Embedded Models
Run LLM models directly inside hi-shell — no external server or API key required. Embedded models use the candle framework for inference with hardware acceleration support.
How It Works
hi-shell bundles the ability to download and run quantized GGUF models locally using candle:
- On first use, the model is automatically downloaded from Hugging Face
- The model is cached locally for future use
- Inference runs on CPU by default, with Metal (macOS) or CUDA (Linux) acceleration when available
Supported Architectures
| Architecture | Example Models | Notes |
|---|---|---|
| Llama | Llama-3.2-1B-Instruct | Default, good balance of speed and quality |
| Phi-3 | Phi-3-mini-4k-instruct | Microsoft’s compact model |
| Qwen2 | Qwen2-1.5B-Instruct | Alibaba’s multilingual model |
Default Model
The default model is Llama-3.2-1B-Instruct quantized to Q4_K_M format (~700MB).

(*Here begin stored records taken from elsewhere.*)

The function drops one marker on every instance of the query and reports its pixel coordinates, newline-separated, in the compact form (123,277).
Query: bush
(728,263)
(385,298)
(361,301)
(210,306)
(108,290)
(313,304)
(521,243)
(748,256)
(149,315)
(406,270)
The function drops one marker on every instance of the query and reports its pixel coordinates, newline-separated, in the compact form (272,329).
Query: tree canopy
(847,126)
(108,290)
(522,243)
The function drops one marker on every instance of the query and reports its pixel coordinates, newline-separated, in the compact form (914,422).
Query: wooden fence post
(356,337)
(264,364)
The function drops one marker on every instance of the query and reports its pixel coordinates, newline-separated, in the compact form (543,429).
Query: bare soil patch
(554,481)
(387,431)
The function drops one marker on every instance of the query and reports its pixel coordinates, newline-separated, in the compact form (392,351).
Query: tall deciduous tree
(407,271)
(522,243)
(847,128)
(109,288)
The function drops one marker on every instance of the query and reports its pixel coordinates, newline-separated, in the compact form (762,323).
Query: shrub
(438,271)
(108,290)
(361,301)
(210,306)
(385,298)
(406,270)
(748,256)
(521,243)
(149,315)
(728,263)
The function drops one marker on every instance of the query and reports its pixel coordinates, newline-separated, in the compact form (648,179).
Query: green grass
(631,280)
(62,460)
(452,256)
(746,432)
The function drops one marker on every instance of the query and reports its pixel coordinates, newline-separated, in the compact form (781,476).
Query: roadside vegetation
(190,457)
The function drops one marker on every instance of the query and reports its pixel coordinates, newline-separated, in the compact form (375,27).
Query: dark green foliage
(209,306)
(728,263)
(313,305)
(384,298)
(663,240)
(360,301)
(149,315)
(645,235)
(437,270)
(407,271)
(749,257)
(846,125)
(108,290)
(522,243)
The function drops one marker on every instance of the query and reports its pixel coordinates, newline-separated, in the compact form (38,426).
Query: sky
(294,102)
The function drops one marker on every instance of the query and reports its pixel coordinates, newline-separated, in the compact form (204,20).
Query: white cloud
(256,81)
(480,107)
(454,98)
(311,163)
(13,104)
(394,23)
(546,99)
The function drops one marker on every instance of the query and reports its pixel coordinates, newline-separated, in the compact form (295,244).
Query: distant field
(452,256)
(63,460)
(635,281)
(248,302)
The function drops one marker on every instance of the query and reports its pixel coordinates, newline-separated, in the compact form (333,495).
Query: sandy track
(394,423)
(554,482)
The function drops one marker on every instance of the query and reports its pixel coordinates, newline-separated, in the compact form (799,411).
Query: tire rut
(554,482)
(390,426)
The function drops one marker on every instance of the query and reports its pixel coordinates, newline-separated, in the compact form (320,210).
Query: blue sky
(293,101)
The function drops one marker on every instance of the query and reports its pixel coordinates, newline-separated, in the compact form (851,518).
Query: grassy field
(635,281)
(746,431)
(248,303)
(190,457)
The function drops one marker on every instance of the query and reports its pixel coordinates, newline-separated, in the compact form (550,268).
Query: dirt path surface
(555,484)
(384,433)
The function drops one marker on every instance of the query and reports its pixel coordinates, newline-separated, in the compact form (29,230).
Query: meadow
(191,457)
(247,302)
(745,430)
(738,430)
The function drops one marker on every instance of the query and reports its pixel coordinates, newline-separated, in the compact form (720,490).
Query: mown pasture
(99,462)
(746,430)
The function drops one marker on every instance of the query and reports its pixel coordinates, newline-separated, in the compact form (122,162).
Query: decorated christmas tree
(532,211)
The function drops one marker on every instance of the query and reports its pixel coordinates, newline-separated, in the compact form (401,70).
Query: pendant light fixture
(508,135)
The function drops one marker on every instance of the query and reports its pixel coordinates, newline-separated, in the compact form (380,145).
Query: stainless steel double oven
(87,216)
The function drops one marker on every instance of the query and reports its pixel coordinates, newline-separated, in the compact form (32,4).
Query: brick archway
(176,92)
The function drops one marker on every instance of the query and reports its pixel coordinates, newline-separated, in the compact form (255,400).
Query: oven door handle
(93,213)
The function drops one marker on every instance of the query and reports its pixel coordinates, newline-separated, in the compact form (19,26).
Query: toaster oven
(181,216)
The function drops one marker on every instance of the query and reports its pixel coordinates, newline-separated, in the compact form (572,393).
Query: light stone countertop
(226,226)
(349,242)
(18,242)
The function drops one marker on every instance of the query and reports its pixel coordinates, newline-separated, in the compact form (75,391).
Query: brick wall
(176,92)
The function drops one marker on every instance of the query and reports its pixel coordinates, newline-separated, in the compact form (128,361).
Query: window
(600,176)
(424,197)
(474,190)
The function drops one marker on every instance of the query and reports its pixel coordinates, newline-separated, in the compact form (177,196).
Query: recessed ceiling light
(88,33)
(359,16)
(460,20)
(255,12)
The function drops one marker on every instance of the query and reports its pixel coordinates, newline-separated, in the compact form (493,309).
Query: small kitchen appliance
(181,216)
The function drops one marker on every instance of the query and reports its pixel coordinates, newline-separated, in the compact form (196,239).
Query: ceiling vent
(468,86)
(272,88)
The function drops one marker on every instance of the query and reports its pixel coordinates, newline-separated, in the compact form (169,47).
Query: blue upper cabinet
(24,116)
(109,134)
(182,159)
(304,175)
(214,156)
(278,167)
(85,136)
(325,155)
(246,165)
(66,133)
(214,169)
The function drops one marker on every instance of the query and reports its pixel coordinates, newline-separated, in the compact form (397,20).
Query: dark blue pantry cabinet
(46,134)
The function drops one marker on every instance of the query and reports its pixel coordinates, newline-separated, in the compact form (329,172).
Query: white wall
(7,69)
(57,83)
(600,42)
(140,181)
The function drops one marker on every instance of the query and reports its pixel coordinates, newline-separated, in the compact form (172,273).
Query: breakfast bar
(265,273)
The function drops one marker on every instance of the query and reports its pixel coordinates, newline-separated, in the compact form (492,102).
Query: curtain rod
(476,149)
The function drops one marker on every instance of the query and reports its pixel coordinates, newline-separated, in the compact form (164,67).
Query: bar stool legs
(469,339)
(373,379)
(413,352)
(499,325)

It provides a good balance between response quality and resource usage.
Setup
Standard Setup
hi-shell --init
# Select "Embedded"
# Choose a model from the list
# The model will be downloaded automatically on first use Manual Configuration
Edit your config file (typically ~/.config/hi-shell/config.toml):
llm_provider = "Embedded"
embedded_model = "lmstudio-community/Llama-3.2-1B-Instruct-GGUF"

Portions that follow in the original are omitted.